Le retour aux aides couplées à 300 €/t pour le blé dur ? C’est ce qu’attendent aujourd’hui les professionnels de cette filière. « Les bénéficiaires des aides couplées doivent être mieux ciblées, a ainsi affirmé Philippe Heusèle, secrétaire général de l’Association générale des producteurs de blé et autres céréales (AGPB), lors de la journée filière blé dur co-organisée par Arvalis, Intercéréales et l’AGPB, le 6 février 2025 à Aix-en-Provence (Bouches-du-Rhône). Elles sont pleinement justifiées pour le blé dur qui se trouve aujourd’hui en danger. »

De « nombreux » freins
Car le blé dur est effectivement en danger. En 15 ans, les surfaces de cette céréale, servant principalement à la production de pâtes alimentaires, ont été divisées par deux en France pour tomber à 240 000 ha en 2024, avec une production de 1,2 million de tonnes.
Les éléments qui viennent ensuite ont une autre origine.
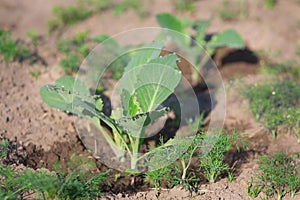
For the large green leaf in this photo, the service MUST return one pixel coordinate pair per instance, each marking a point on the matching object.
(144, 54)
(166, 20)
(156, 83)
(228, 38)
(63, 97)
(135, 124)
(60, 95)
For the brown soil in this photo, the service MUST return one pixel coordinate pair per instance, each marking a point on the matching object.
(48, 135)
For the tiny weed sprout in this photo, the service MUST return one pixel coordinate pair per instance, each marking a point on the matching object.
(185, 5)
(76, 183)
(195, 53)
(212, 164)
(276, 105)
(269, 4)
(278, 175)
(10, 49)
(142, 91)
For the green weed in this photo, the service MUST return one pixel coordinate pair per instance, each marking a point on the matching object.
(269, 4)
(74, 50)
(275, 104)
(77, 182)
(277, 176)
(185, 6)
(10, 49)
(229, 11)
(212, 164)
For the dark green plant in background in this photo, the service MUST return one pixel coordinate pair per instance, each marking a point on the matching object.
(275, 104)
(277, 176)
(199, 53)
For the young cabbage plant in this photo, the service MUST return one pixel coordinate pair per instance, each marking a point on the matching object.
(148, 80)
(195, 53)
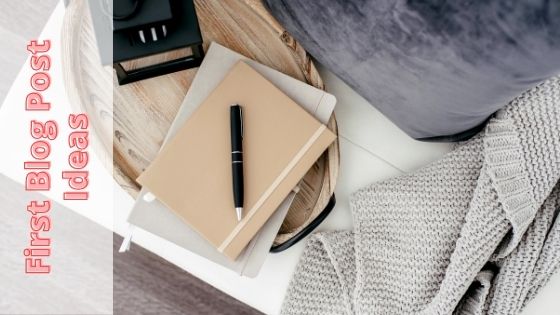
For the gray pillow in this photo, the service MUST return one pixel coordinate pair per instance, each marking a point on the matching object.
(436, 68)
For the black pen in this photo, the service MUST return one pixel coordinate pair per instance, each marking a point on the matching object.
(236, 124)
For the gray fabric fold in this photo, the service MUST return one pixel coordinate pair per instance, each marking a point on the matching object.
(473, 233)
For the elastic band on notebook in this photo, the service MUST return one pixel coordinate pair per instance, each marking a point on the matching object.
(272, 188)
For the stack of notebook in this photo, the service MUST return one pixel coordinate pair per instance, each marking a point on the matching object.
(186, 194)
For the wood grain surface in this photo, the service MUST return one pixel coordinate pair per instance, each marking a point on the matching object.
(142, 112)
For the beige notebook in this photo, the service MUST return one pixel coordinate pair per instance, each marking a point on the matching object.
(192, 174)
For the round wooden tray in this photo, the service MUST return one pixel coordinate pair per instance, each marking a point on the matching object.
(134, 126)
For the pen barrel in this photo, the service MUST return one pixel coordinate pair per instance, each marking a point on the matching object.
(236, 124)
(237, 172)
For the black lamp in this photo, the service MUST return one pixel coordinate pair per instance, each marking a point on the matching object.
(142, 28)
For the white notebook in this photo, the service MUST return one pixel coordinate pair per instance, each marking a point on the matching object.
(151, 215)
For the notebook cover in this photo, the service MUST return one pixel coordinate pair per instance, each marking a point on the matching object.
(192, 174)
(152, 216)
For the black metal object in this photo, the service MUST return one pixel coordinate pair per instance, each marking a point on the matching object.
(156, 28)
(192, 61)
(306, 230)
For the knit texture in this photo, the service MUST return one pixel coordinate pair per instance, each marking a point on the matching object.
(473, 233)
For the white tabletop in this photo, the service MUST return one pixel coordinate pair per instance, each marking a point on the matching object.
(372, 149)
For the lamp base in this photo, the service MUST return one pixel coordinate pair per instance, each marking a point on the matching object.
(188, 62)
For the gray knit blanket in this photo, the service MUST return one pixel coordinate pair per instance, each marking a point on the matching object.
(476, 232)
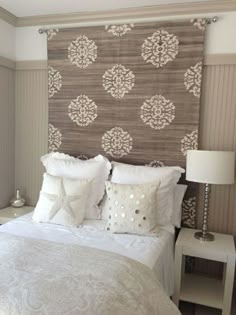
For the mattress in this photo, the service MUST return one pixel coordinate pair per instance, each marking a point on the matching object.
(154, 252)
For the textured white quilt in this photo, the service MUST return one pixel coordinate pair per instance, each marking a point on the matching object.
(42, 277)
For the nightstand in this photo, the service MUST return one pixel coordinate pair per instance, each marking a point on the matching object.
(200, 289)
(11, 213)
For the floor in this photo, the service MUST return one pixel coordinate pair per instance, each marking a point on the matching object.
(191, 309)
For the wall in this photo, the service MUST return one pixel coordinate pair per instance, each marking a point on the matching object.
(7, 108)
(7, 40)
(7, 122)
(217, 123)
(33, 46)
(31, 130)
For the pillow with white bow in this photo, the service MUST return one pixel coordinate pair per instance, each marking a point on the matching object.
(62, 201)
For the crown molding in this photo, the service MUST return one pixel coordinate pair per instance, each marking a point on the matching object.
(32, 65)
(220, 59)
(7, 63)
(130, 13)
(7, 17)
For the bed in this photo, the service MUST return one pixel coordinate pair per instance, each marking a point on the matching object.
(105, 273)
(155, 253)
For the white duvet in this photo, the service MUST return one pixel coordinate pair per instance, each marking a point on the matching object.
(44, 277)
(157, 253)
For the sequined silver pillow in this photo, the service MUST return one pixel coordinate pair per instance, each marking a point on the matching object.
(132, 208)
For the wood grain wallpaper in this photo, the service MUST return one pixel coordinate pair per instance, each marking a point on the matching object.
(217, 131)
(130, 92)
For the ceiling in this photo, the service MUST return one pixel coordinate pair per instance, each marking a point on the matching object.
(22, 8)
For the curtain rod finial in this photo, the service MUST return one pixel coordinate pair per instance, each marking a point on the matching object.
(42, 30)
(215, 19)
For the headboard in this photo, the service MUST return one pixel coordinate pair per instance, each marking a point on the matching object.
(130, 92)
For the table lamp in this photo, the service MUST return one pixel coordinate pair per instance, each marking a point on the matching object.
(209, 167)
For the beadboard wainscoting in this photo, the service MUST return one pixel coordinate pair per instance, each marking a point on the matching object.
(7, 122)
(31, 130)
(217, 132)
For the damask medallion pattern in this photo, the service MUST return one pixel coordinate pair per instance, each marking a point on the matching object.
(157, 112)
(130, 92)
(160, 48)
(117, 142)
(82, 52)
(118, 81)
(82, 110)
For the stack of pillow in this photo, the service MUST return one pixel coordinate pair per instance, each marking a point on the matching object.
(138, 199)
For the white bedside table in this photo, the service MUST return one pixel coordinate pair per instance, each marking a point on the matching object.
(11, 213)
(200, 289)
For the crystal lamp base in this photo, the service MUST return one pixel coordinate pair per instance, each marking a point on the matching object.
(204, 237)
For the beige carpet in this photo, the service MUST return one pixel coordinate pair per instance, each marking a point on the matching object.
(191, 309)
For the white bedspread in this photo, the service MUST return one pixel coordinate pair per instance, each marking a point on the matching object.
(156, 253)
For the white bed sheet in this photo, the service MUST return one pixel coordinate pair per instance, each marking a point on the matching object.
(154, 252)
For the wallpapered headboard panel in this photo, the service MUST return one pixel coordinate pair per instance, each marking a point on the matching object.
(130, 92)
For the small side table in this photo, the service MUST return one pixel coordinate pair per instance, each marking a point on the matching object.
(200, 289)
(11, 213)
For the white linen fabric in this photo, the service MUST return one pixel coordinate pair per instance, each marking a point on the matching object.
(97, 170)
(154, 252)
(132, 208)
(62, 200)
(138, 174)
(41, 277)
(179, 192)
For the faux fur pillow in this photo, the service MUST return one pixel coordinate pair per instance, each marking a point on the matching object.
(132, 208)
(62, 201)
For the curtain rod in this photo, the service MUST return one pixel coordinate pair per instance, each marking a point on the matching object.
(209, 21)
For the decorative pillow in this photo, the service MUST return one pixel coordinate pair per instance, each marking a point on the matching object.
(179, 192)
(132, 208)
(138, 174)
(62, 201)
(97, 170)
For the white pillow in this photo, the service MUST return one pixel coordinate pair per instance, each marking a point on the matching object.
(97, 170)
(138, 174)
(132, 208)
(62, 201)
(179, 192)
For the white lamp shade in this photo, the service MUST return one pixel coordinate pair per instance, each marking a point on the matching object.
(210, 167)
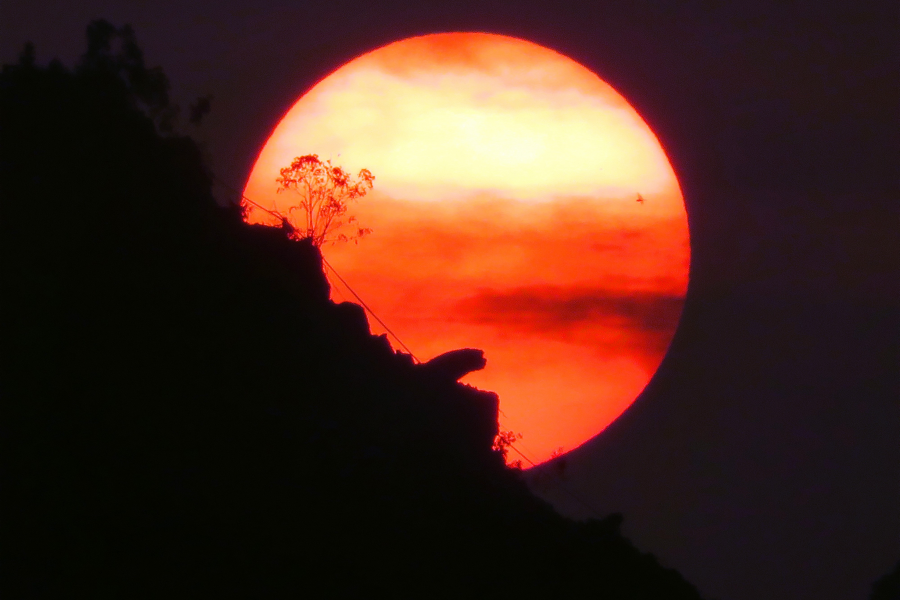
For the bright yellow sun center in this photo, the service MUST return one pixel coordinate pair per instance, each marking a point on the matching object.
(505, 217)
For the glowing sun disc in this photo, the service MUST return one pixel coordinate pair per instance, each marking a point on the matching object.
(521, 206)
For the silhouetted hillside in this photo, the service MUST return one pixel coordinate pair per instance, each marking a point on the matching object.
(193, 416)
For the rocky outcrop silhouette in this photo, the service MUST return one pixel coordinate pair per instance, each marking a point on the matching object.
(456, 364)
(198, 418)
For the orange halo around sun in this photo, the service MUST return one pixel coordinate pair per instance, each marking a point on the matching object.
(506, 217)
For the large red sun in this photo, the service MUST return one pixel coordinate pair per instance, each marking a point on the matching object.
(521, 206)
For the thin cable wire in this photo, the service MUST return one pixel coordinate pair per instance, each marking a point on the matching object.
(281, 217)
(371, 312)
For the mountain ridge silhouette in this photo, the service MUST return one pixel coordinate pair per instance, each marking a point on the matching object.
(193, 415)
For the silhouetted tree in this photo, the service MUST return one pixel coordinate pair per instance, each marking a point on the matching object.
(197, 417)
(325, 191)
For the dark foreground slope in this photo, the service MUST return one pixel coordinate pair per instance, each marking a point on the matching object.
(187, 413)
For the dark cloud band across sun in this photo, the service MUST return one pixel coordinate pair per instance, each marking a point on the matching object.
(505, 216)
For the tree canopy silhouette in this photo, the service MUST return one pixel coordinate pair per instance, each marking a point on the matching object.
(325, 191)
(201, 419)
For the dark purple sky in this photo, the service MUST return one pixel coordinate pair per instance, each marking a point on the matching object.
(762, 461)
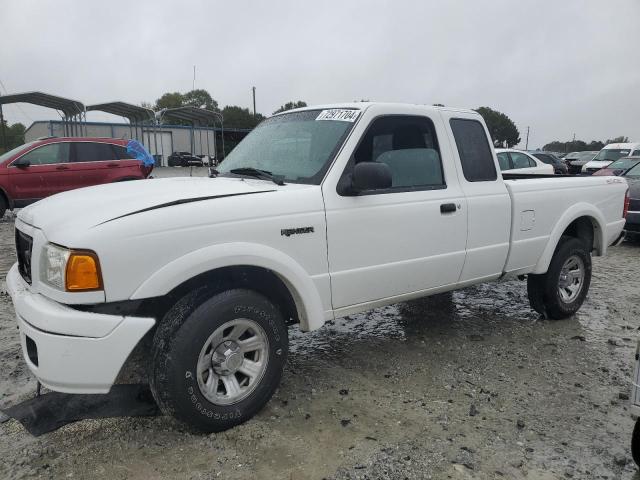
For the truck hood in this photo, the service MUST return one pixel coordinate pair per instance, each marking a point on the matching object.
(88, 207)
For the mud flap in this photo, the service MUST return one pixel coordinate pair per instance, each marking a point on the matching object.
(53, 410)
(535, 291)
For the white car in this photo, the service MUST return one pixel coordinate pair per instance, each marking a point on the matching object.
(318, 213)
(519, 162)
(610, 153)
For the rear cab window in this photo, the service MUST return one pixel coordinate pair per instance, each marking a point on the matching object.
(474, 150)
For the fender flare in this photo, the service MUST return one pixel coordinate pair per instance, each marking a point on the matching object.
(576, 211)
(296, 279)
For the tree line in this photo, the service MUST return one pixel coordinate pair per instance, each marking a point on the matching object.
(234, 116)
(581, 145)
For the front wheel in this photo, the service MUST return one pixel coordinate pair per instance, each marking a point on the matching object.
(217, 361)
(561, 291)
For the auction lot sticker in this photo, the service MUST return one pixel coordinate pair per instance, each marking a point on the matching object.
(340, 114)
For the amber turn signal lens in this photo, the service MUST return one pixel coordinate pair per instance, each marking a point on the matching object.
(83, 272)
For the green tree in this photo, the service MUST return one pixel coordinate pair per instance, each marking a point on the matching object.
(573, 146)
(199, 98)
(291, 106)
(504, 132)
(238, 117)
(620, 139)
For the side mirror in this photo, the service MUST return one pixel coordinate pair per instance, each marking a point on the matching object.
(21, 163)
(367, 176)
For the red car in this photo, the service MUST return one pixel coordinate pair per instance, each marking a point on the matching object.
(47, 166)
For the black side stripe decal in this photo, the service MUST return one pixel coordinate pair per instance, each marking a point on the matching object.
(182, 201)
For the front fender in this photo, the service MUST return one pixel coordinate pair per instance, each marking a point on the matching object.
(297, 280)
(576, 211)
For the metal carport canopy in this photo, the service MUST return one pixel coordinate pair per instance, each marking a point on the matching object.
(134, 113)
(131, 112)
(196, 116)
(70, 108)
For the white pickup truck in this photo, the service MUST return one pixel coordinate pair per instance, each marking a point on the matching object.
(319, 213)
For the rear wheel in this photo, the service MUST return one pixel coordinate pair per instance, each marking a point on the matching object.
(217, 361)
(635, 443)
(561, 291)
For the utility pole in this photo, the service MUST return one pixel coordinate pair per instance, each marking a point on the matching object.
(253, 89)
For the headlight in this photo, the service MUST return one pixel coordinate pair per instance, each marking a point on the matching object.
(70, 270)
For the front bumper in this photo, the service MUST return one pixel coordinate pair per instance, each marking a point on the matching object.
(69, 350)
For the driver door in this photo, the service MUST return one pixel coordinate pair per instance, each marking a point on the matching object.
(47, 172)
(389, 244)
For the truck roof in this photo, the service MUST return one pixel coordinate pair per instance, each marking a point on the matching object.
(365, 105)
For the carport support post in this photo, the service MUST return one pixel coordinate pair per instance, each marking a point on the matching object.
(4, 135)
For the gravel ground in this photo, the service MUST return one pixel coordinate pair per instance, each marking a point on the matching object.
(468, 385)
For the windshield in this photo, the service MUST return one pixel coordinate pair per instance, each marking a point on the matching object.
(11, 153)
(298, 146)
(611, 154)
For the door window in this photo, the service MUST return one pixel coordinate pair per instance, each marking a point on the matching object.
(48, 154)
(520, 160)
(409, 147)
(93, 152)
Et, l’année 2025 s’annonce encore moins bonne avec une prévision à 200 000 ha au niveau national. « C’est le niveau le plus bas depuis ces dix dernières années », a annoncé Benoît Piètrement, président d’Intercéréales. « Les freins liés à la culture de blé dur sont nombreux, poursuit le responsable. Aux difficultés techniques s’ajoutent la forte hausse des coûts de production depuis 2021, la sensibilité aux aléas climatiques, ainsi que les incertitudes commerciales. »
En 2023, le blé dur bénéficiait d’une aide couplée de 54,50 €/ha (elle est de 59,50 €/ha pour 2024). Un montant insuffisant pour être incitatif pour les producteurs selon Édouard Cavalier, président de l’association blé dur développement (ABDD). Et en particulier dans la zone de culture traditionnelle (Paca et Occitanie), où les rendements sont à la peine. Il y a quelques années, cette aide était fixée à 300 €/ha avec obligation d’utilisation de semences certifiées. Le retour à ce dispositif permettrait, selon lui, de retrouver une rentabilité et ainsi « redonner l’envie de produire et relancer la filière », tout en renforçant le financement de la recherche variétale.
Marges « extrêmement variables »
« C’est une filière où les marges sont extrêmement variables d’une campagne à une autre », insiste de son côté Yannick Carel, ingénieur du pôle économie et système de production chez Arvalis. Dans ce contexte, les acteurs de cette filière attendent beaucoup du plan de souveraineté blé dur lancé l’an passé, lors du Salon de l’agriculture, auquel le ministère de l’Agriculture a apporté son soutien. Sur les 43 millions d’euros qui vont être engagés sur cinq ans, les pouvoirs publics se sont engagés à abonder à hauteur de 11 millions d’euros.
Mais là aussi, des inquiétudes planent. L’objectif étant de reconquérir 100 000 ha d’ici aux cinq années à venir. « Nous n’avons à ce jour aucune garantie sur le respect de cet engagement par le gouvernement », s’est agacé Philippe Heusèle.
La filière du blé dur veut se redynamiser (05/06/2024)
Les pâtes, féculent préféré des Français
« Ces soutiens sont indispensables, renchérit Édouard Cavalier. Il faut redonner envie aux agriculteurs de s’investir dans le blé dur. Aujourd’hui, un tiers de la collecte française est utilisé par les transformateurs français. C’est une chance ! Pour maintenir cet approvisionnement, la production tricolore doit être au rendez-vous. C’est aussi une condition sine qua non pour faire tourner les silos. S’il n’y a pas suffisamment de grains, ils fermeront. Cette baisse de la production est d’autant plus dommageable que le marché des pâtes est en pleine forme. »
Comme l’a en effet souligné Valérie Beauchêne, directrice du marketing du groupe Panzani : « Les pâtes sont le féculent préféré de nos compatriotes, 97 % des foyers français en achètent chaque année, et près deux tiers en consomment deux fois par semaine. » Les ventes de pâtes sont en constante progression : +11 % depuis 2019 en grande distribution.